Rev. Holsapple served this church until his resignation on August 14, 1977.  His teaching ministry at Grace Bible Church produced a much needed stabilization of the church’s theological training and convictions.

Rev. Douglas Ketel accepted the position of interim pastor when Rev. Holsapple resigned.  On January 1, 1978, he accepted the call to become the full-time minister, and his ministry continued for more than twenty years until his retirement on May 31, 1998.  Rev. Ketel’s passion for evangelism opened new doors for outreach in downtown Portland, and under his leadership Grace Bible Church became the first church to formally partner with the Portland Rescue Mission’s drug and alcohol recovery program.

Soon after Rev. Kettle’s retirement, Rev. Dennis R. Holmes accepted the call to the pastorate of Grace Bible Church, where he served as senior pastor until November of 2002.
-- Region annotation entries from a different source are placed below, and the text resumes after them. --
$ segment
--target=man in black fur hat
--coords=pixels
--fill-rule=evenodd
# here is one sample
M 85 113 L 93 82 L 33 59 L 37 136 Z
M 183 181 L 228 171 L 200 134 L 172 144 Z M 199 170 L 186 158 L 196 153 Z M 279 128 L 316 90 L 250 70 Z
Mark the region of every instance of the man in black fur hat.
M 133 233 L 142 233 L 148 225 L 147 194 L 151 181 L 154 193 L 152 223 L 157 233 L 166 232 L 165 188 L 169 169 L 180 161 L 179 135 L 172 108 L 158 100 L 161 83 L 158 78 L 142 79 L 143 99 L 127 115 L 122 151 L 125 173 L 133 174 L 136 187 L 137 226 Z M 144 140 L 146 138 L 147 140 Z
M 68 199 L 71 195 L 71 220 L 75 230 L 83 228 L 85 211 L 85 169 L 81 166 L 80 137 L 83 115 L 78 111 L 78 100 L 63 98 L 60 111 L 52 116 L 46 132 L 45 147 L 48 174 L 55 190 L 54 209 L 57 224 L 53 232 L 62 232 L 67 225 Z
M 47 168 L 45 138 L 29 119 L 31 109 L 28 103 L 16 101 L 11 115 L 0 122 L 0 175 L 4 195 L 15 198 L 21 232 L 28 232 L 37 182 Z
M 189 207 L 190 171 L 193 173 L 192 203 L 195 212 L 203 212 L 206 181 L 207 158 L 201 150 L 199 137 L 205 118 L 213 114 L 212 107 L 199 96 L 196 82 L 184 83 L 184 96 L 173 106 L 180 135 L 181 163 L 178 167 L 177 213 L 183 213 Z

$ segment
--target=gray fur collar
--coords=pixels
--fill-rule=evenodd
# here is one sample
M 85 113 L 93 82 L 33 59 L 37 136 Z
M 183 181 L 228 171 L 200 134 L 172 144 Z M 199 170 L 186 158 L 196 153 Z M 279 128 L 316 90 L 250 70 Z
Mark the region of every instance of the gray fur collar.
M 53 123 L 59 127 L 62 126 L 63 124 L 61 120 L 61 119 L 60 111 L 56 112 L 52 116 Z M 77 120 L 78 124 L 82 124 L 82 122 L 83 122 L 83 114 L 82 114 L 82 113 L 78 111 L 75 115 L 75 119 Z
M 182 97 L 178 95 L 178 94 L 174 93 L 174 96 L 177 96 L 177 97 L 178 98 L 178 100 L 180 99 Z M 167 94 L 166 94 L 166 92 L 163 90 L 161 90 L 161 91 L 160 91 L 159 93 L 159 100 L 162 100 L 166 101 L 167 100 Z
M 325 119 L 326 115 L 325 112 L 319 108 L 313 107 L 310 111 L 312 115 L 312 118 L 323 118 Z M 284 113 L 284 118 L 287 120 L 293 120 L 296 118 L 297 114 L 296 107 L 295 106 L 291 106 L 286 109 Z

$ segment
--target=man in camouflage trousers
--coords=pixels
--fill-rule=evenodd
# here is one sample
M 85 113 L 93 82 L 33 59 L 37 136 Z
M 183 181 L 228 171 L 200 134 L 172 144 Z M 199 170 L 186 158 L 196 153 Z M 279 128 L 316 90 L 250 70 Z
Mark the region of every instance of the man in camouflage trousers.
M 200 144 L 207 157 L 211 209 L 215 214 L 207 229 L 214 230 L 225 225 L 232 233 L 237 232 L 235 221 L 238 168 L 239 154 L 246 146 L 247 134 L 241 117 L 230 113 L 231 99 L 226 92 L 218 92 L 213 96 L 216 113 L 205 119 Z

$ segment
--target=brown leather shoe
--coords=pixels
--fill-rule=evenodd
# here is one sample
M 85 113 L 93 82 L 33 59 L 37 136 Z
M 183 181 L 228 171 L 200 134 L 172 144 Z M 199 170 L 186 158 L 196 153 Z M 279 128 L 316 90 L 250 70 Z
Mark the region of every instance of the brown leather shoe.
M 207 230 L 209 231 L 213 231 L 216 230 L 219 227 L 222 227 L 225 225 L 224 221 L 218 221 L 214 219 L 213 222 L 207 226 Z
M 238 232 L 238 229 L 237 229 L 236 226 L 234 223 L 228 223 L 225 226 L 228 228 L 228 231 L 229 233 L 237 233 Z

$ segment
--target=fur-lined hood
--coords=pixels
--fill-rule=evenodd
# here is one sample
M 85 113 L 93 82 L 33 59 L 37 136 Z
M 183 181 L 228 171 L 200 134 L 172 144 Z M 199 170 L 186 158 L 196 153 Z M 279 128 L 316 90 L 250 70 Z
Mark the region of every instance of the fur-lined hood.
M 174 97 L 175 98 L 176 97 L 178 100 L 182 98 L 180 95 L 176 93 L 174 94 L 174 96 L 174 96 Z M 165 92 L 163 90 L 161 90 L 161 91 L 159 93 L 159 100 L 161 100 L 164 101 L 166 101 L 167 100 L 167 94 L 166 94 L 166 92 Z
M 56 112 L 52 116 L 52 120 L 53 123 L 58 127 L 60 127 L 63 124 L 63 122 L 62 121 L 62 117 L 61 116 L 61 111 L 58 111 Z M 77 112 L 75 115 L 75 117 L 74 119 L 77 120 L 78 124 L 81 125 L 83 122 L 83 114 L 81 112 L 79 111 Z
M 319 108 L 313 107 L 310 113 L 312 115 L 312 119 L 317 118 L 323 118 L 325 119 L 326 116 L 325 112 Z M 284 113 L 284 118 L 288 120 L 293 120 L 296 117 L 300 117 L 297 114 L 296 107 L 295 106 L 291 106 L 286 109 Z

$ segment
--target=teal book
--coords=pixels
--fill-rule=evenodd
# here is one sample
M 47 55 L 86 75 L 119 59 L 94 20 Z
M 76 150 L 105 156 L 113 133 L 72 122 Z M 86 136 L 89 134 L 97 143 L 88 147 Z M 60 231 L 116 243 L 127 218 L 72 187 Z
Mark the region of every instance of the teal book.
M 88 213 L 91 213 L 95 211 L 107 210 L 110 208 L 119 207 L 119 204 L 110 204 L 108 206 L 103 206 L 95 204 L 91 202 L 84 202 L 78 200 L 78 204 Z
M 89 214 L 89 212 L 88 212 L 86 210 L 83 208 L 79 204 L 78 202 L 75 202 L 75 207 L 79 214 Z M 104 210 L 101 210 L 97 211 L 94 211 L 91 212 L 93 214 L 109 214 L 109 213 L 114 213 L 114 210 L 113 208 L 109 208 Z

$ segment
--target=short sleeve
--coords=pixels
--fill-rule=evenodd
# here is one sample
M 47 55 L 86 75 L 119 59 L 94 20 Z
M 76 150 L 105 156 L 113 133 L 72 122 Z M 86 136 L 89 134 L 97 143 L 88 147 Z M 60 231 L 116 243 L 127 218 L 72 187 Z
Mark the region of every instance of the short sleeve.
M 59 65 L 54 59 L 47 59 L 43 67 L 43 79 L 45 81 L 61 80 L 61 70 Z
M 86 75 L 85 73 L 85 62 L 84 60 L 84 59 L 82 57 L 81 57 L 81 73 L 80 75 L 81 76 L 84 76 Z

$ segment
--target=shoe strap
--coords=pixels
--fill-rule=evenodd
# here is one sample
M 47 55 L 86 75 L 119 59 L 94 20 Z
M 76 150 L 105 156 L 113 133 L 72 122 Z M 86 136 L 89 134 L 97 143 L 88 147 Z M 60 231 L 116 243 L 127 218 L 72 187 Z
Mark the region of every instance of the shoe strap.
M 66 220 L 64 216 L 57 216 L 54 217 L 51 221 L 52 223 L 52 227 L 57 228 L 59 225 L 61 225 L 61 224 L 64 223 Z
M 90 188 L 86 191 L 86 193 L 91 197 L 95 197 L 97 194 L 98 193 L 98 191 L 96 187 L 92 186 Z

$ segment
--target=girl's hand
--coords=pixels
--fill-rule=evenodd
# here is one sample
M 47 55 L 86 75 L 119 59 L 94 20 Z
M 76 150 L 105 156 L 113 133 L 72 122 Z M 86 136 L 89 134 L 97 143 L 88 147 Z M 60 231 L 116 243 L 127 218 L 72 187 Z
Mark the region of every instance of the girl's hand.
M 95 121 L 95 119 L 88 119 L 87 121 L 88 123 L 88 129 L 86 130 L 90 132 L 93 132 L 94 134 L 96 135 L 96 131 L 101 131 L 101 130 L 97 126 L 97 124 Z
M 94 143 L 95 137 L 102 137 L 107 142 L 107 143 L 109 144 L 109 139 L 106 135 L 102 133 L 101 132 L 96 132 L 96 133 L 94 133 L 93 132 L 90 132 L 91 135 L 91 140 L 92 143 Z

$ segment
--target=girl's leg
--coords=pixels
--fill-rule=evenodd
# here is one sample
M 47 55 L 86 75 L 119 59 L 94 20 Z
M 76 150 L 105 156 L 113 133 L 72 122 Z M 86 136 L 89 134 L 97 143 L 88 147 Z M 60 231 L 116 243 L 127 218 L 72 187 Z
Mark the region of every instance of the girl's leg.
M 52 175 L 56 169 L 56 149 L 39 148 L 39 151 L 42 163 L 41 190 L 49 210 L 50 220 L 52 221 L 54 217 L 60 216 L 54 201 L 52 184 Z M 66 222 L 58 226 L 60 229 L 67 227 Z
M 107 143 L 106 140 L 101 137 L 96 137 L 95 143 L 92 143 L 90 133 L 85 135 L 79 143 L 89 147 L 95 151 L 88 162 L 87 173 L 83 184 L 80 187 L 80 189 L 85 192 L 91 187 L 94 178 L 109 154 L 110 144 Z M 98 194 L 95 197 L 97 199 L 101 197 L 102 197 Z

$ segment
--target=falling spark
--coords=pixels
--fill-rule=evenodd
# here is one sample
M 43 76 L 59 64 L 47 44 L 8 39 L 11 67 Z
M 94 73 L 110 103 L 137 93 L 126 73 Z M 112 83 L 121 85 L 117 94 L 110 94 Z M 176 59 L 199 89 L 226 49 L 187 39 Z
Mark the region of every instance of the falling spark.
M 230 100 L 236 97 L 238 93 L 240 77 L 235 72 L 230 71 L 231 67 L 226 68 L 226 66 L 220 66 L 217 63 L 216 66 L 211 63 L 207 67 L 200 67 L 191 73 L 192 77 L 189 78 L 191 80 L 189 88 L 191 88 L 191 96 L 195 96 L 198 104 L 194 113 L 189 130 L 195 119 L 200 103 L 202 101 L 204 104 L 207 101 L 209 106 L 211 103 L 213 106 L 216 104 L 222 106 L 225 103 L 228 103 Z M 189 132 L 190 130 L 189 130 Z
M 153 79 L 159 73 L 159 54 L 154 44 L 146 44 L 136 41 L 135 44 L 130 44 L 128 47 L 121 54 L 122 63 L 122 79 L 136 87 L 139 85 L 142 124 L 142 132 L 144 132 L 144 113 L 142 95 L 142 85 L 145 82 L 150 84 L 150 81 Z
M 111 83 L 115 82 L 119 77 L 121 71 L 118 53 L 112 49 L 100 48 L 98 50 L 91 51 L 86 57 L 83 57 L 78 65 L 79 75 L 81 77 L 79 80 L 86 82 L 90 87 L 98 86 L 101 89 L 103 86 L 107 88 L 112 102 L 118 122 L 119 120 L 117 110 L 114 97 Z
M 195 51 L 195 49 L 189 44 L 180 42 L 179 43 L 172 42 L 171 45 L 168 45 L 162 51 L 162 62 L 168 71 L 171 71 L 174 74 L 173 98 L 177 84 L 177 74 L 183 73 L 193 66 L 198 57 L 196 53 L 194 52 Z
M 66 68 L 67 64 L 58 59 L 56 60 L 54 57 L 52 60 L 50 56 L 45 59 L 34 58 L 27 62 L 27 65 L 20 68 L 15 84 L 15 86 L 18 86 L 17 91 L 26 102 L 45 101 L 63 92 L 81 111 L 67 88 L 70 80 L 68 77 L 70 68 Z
Pastor Ken Garrett accepted the call to serve Grace Bible Church, and was formally installed on December 5, 2004.  Pastor Ken is a lifelong resident of the city of Portland, and came to our church after a 20 year career in Multnomah County as an EMT-Paramedic.   Pastor Ken earned a Master of Divinity degree from Western Seminary in 2003, and earned a Doctor of Ministry in 2017, with the dissertation title, “Spiritual Abuse in the Church: A Guide to Recognition and Recovery.”  He has served on short-term medical and relief missions in Iraq, Uzbekistan, Vietnam, and Nicaragua.

Today, Grace Bible Church continues to serve our Lord in downtown Portland with the same passion and commitment as our spiritual fathers and mothers who have gone before us.  We seek to increasingly demonstrate and proclaim the love of Jesus Christ to our neighbors and friends—reaching out to all with the gospel of our Lord from “our corner of the city” on SW 12th and Clay Street!